A finite element investigation into the in-plane load bearing behaviour of traditional timber-dry stone (Kath-Kuni) masonry walls
This study presents a detailed finite element investigation into the in‑plane load‑bearing behaviour of traditional Kath‑Kuni timber–dry‑stone masonry walls, a construction typology widely used in the seismically active Himalayan region. Because these structures form part of the built heritage of communities exposed to recurrent earthquakes, the research directly supports disaster risk reduction by clarifying how their components respond to lateral loading. The paper explains why improved understanding of these mechanisms is needed, how a high‑fidelity three‑dimensional finite element framework was developed and validated, and for whom the findings are relevant—namely engineers, conservation specialists, and DRR practitioners working in mountainous regions of northern India, Pakistan, Afghanistan and Bhutan.

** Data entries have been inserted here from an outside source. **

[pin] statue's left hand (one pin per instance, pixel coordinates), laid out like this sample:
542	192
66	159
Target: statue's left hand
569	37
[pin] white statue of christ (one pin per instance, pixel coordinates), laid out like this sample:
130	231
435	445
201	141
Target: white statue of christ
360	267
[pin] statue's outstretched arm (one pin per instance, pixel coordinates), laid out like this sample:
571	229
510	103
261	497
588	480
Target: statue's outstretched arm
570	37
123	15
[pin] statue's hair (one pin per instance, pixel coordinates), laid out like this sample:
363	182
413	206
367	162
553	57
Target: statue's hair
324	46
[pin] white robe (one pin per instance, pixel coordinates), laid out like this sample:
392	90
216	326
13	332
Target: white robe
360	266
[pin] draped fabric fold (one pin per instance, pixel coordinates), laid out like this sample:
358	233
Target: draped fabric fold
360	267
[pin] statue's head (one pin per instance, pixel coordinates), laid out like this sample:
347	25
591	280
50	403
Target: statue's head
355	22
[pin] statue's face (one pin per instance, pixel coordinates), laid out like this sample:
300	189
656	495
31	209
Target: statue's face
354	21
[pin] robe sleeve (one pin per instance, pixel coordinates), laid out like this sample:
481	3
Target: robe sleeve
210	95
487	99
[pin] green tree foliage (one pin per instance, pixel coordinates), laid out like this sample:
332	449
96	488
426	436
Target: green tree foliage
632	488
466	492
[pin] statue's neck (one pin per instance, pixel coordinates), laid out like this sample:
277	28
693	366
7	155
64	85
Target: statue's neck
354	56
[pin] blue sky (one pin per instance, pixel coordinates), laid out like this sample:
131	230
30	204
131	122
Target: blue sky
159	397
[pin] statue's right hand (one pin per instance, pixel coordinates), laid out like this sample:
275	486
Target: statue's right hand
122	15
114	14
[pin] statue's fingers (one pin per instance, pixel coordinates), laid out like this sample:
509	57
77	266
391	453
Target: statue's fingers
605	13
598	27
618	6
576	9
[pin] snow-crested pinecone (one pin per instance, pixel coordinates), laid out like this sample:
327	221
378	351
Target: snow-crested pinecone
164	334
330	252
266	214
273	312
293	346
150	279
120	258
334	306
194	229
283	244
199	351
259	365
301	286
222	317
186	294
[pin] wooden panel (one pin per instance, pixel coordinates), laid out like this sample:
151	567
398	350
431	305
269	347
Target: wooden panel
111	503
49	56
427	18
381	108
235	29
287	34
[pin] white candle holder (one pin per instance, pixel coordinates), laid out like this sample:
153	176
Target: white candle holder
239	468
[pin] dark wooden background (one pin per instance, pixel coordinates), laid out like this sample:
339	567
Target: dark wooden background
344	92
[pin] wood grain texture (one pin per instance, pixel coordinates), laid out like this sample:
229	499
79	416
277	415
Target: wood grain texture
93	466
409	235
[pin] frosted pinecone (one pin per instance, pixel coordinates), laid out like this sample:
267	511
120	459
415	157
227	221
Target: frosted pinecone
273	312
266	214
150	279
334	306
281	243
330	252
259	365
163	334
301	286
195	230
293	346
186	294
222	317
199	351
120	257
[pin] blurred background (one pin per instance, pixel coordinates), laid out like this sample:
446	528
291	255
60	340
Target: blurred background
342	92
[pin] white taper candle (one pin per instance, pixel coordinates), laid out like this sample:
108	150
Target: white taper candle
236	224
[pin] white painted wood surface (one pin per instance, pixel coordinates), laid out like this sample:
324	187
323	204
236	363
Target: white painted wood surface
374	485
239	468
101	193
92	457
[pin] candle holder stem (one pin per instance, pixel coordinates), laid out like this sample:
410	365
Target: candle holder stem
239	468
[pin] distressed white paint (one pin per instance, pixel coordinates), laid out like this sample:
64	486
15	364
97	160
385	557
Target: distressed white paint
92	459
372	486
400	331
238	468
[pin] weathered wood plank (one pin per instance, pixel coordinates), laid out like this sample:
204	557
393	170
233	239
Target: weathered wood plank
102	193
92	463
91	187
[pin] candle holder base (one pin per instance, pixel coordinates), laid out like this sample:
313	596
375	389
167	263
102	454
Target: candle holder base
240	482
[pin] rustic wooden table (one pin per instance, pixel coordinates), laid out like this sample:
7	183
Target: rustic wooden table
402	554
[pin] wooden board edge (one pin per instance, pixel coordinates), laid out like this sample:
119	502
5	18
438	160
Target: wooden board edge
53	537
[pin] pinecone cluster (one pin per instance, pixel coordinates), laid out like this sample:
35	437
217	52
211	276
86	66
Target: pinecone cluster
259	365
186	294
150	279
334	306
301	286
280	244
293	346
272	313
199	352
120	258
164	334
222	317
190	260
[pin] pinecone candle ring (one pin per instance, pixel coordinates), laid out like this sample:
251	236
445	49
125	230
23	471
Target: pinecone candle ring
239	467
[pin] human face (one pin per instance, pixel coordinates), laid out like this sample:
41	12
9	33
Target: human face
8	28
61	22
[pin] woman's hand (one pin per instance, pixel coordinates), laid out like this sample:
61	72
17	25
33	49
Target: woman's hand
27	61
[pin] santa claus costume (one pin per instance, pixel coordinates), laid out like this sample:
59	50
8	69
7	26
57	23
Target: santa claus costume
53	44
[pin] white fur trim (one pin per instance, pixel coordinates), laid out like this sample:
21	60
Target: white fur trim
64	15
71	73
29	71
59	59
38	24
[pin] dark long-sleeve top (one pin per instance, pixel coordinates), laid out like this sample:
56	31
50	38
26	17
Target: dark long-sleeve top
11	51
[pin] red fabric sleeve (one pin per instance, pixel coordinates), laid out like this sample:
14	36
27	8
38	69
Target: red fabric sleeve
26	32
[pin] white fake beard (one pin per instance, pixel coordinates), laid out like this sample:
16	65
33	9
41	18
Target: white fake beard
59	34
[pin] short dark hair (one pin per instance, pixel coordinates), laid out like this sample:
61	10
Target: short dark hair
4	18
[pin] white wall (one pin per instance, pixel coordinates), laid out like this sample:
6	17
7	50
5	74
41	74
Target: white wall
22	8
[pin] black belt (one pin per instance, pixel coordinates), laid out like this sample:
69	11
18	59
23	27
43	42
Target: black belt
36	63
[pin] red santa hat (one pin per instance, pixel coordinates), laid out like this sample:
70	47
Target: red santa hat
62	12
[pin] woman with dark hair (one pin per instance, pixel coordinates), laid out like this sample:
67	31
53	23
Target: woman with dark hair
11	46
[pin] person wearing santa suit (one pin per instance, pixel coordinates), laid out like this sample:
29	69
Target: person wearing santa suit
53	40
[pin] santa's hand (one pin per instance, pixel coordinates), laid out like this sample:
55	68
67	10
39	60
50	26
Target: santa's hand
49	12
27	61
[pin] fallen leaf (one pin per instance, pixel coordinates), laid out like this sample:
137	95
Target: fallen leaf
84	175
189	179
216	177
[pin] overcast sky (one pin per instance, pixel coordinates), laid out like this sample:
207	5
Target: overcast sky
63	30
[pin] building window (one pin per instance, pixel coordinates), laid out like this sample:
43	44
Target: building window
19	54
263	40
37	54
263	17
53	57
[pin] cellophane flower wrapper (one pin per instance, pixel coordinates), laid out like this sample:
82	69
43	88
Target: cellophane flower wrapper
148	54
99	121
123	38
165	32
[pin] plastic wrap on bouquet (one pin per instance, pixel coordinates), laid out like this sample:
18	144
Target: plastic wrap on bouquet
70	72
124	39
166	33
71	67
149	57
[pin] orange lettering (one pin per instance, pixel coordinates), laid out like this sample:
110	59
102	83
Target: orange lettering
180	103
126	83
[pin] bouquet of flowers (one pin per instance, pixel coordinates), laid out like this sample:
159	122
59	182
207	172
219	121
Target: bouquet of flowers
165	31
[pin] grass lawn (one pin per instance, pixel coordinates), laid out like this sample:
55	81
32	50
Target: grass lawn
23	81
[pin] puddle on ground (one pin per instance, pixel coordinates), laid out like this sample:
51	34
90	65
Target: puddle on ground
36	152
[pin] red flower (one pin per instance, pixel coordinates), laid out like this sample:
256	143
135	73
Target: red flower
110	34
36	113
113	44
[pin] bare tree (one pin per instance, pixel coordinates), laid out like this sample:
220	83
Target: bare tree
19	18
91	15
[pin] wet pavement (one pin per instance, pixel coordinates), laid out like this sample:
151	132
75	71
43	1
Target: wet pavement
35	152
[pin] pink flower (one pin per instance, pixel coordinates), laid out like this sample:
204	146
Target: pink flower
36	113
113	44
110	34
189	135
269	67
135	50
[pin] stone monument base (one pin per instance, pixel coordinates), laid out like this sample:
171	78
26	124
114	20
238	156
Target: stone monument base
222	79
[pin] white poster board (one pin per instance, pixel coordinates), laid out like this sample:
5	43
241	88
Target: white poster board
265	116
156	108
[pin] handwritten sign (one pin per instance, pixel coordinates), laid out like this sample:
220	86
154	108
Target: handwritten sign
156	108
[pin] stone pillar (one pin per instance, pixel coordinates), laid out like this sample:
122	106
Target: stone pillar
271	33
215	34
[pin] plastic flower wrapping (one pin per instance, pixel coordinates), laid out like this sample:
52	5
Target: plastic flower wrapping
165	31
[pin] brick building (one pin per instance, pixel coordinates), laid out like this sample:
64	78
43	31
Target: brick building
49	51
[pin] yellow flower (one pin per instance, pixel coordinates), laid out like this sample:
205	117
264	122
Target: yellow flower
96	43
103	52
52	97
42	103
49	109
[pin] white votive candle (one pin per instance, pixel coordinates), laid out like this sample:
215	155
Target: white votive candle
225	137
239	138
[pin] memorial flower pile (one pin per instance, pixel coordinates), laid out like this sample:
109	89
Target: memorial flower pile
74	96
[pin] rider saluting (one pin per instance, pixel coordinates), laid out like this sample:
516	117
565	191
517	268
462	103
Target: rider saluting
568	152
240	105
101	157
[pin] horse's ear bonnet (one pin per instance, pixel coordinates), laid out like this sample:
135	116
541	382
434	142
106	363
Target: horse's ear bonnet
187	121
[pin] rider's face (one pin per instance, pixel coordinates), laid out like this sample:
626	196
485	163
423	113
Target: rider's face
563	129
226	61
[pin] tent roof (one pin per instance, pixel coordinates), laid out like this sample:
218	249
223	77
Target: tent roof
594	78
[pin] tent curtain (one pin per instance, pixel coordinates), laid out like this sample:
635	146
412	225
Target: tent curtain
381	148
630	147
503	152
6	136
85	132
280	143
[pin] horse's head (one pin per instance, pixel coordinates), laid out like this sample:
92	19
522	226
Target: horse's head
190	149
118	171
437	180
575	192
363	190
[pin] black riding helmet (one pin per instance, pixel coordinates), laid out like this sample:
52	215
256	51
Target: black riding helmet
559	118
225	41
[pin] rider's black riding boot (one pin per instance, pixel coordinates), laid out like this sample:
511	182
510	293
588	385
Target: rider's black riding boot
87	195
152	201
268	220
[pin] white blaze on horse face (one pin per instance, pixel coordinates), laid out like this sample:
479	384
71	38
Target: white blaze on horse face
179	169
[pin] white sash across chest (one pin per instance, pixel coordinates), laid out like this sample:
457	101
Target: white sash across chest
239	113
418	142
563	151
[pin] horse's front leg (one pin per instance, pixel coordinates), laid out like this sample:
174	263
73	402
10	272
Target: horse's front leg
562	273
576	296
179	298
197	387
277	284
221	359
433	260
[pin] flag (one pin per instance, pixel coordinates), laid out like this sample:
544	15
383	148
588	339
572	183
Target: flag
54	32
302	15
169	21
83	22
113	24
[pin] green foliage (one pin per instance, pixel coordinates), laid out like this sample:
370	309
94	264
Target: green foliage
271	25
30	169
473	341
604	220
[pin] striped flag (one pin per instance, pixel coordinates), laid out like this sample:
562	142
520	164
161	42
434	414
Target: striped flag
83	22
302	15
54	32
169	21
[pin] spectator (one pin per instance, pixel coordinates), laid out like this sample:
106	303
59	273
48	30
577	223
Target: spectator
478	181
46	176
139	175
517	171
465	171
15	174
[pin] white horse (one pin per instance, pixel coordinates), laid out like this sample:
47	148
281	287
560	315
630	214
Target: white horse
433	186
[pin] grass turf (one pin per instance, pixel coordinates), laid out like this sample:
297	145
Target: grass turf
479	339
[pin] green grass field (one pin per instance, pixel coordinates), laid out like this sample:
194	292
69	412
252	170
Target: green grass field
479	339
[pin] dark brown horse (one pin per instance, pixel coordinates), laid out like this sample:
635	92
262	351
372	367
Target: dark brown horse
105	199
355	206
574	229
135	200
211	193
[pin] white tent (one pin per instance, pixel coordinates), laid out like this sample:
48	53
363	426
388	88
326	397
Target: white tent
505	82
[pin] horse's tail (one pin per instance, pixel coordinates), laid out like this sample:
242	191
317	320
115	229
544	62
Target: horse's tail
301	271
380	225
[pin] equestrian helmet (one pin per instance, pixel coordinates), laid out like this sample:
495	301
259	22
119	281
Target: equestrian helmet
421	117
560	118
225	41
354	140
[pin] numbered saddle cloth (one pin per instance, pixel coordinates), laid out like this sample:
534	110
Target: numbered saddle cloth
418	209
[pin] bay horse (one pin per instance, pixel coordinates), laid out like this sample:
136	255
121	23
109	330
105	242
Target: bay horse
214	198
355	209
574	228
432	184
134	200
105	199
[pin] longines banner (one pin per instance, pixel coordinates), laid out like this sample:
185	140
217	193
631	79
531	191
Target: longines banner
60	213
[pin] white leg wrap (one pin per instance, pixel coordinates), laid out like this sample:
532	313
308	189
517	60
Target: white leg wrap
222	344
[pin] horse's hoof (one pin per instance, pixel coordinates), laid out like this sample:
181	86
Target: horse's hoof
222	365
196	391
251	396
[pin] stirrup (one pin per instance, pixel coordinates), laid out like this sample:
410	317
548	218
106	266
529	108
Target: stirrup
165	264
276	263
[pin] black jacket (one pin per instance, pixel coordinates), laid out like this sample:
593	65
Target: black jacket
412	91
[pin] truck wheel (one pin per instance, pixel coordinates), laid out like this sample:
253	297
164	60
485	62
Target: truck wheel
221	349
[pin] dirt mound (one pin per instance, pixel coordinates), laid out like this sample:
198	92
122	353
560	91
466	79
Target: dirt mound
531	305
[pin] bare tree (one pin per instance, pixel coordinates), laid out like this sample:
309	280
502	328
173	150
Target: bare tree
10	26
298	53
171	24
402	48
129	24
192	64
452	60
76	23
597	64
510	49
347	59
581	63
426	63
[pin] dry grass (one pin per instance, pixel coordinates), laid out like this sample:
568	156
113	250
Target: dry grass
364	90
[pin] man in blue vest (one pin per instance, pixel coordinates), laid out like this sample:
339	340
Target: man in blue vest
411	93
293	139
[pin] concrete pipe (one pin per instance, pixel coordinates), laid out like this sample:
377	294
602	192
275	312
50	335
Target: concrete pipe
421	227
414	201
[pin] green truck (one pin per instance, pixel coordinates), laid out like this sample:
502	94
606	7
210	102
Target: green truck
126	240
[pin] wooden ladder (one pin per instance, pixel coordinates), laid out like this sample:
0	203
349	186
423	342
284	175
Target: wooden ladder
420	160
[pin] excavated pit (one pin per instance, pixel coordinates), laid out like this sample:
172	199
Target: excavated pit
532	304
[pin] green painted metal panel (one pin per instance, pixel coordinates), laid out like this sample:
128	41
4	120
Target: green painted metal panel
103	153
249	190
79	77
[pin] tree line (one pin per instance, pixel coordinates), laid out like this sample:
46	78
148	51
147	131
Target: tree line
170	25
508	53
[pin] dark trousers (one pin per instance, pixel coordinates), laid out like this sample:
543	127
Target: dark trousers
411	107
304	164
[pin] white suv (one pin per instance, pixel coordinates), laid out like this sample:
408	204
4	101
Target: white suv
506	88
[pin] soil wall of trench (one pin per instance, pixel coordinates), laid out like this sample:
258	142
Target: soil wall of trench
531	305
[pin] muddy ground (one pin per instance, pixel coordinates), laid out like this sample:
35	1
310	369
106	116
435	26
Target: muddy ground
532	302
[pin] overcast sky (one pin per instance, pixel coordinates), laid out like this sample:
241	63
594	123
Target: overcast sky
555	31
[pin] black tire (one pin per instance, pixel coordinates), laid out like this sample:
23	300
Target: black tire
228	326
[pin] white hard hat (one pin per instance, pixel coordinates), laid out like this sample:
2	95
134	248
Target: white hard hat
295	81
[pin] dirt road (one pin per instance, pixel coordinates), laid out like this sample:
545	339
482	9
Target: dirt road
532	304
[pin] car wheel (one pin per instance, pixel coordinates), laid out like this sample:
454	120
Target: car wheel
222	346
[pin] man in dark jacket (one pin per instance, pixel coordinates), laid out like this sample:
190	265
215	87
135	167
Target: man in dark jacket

The report recommends strengthening strategies that preserve or enhance vertical clamping, improve stone–stone interface quality, and ensure the integrity of Kadil connections, as these elements govern in‑plane resistance. Lessons learned include the limited contribution of Maanwi joints to in‑plane capacity, the near‑linear increase in strength with pre‑compression, and the sensitivity of wall behaviour to friction at stone interfaces. The authors propose that future solutions combine refined material characterisation, full‑scale testing, and modelling of coupled in‑plane/out‑of‑plane seismic actions to support safer conservation and retrofitting of Kath‑Kuni buildings across the Himalayan region.